I just dont see the sense in beating our horse into the arena. Ick.


----------



## KTSpeedhorse (Mar 10, 2009)

The anxiousnes comes with the sport for sure. You know the ones who love their job and want to get in there and the ones who are scared and rearing over and over again. You are a good horsewoman Spastic : )


----------



## Spastic_Dove (Oct 4, 2007)

Well thank you  It helps that I have a good horse.


----------



## amy (Nov 26, 2008)

It so aggrivates me when the rider has to FORCE the horse into the ring. 
There is a difference between an antsy horse and a scared horse. Why make them run if they don't like it a bit?

I don't own a horse but I've barreled a few at playdays. Most of them, I finished out training. Sure, they're young, they get jumpy, but all they need is a reminder to keep their heads on their shoulders.

I had a horse last summer that flipped out sometimes. She would start off squirrely then lose her head. Thankfully, I could recognise when she was starting to freak. I would simply flex her or throw a rope over her back to desenitize her. If you compete, you should know your horse well enough to recognize spazz attacks and you should know a solution. If not, get your butt out of the ring.

Its quite selfish of those people. One, because there are those of us who don't want our horses to freak, and Two, because the poor horses they ride don't need that stress.

Gah. Quite ridiculous.


----------



## wild_spot (Jan 30, 2008)

It all comes down to training, in my opinion. The main things I compete in are Mounted Games and Sporting, which is equivalent to your gameing. Yet I can still put begginers on my horses and they will run a pattern as if they were 20 years old and arthritic, lol. They don't see barrels/poles/a MG race and go crazy. 

Mounted Games horses have extra pressure on them at start lines, as they don't have a gate, etc. And they have to stand in a line with anothe 4/6 horses while the starter gets you all in line etc. Now thats a test of training! My last comp, there was a horse who jept rearing everytime the rider tried to get it up to the start line. Super dangerous, and it ended up rearing and nearly landing on my horses rump :S

I expect my horses to stand at the line. They don't have to be calm, in fact I can often feel them shake in anticipation, but they do have to stand and wait. So many horses nack up uncontrollably, spin, rear, etc. If my horse starts playing up on the line, I will forget about speed and make him trot out of the box instead of gallop. There is nothing more important to me than safe, sane horses.

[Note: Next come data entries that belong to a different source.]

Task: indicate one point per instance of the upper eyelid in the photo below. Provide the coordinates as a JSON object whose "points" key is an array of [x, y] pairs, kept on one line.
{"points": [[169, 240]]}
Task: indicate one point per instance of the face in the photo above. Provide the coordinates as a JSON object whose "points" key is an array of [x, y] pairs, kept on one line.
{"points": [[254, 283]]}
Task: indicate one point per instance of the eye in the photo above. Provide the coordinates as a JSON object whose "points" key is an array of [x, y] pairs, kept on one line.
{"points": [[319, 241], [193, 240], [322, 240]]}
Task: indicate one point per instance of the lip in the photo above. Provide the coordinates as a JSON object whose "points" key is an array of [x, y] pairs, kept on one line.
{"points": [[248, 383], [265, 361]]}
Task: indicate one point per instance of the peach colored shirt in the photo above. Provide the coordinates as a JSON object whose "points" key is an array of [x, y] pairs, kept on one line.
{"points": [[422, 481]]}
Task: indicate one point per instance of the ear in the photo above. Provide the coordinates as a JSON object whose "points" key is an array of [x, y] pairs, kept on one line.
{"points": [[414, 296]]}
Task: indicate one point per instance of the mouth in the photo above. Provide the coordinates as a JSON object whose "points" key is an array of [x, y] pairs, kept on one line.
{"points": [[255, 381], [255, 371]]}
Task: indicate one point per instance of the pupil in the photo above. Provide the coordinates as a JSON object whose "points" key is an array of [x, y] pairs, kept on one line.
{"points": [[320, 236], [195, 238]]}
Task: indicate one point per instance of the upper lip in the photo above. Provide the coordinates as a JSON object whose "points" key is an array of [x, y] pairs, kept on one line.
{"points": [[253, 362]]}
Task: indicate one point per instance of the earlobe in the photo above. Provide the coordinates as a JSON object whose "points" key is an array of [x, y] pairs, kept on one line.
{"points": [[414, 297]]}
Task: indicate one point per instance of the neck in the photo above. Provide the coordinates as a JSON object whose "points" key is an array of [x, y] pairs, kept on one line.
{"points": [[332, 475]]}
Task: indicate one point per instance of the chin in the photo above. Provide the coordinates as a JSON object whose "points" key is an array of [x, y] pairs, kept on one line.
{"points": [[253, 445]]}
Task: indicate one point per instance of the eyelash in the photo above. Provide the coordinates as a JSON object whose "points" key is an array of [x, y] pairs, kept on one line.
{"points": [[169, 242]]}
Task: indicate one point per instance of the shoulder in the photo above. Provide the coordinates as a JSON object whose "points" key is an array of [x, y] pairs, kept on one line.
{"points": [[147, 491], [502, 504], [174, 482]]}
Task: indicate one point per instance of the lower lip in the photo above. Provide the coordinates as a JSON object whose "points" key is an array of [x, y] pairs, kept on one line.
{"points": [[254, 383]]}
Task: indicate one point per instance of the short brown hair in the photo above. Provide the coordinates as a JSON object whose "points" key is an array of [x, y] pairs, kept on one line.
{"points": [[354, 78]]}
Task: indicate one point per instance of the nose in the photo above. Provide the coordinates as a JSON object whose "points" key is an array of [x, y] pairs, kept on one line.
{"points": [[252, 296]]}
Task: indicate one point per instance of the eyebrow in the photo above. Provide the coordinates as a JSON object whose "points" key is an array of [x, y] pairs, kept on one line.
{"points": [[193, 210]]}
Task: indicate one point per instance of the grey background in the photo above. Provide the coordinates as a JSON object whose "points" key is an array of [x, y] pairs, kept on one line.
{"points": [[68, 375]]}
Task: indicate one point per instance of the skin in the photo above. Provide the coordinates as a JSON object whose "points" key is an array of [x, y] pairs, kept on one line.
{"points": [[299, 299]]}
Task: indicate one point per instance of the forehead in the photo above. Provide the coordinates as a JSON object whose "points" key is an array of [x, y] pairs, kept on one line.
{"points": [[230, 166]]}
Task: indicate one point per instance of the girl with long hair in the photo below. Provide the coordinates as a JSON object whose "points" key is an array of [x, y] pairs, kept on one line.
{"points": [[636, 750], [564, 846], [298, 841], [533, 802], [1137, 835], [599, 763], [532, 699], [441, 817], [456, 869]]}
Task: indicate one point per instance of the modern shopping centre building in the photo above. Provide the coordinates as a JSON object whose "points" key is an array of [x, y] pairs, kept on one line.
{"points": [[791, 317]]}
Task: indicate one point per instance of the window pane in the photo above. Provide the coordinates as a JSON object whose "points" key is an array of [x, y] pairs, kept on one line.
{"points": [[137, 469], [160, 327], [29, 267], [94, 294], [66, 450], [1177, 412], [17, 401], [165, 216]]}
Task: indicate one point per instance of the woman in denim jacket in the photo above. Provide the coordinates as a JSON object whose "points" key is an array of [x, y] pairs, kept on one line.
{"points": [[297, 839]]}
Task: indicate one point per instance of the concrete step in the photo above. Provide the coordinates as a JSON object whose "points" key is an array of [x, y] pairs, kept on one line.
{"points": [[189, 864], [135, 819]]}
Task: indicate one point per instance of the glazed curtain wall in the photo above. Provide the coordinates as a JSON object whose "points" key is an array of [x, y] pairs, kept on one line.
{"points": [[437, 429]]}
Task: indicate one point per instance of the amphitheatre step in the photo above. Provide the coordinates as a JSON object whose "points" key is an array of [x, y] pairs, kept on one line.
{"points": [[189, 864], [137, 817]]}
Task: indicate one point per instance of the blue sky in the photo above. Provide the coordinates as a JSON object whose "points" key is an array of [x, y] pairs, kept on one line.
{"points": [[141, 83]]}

A lot fo the problem as well, is the rider. A lot fo them unintentionally psyche their horses up with their seat and hand, simply by not sitting quietly. If you can't sit quietly, how do you excpect your horse to? My Arab, i ahve to sit stone stil, and if I move a muscle, he's ready to go. He's like a coiled spring, ready for his run. As long as I sit quiet, I can stand him with his toes on the line while the other horses freak out, and get the best start.


----------



## Spastic_Dove (Oct 4, 2007)

I wish they would have starting lines here! Diesel does so much better without a gate. I can see many people having problems with standing still though


----------



## wild_spot (Jan 30, 2008)

More than you would believe! Plus, they are suposed to start you all together, so if one horse is playing up, theother have to wait. Which then sets the others off too, lol!


----------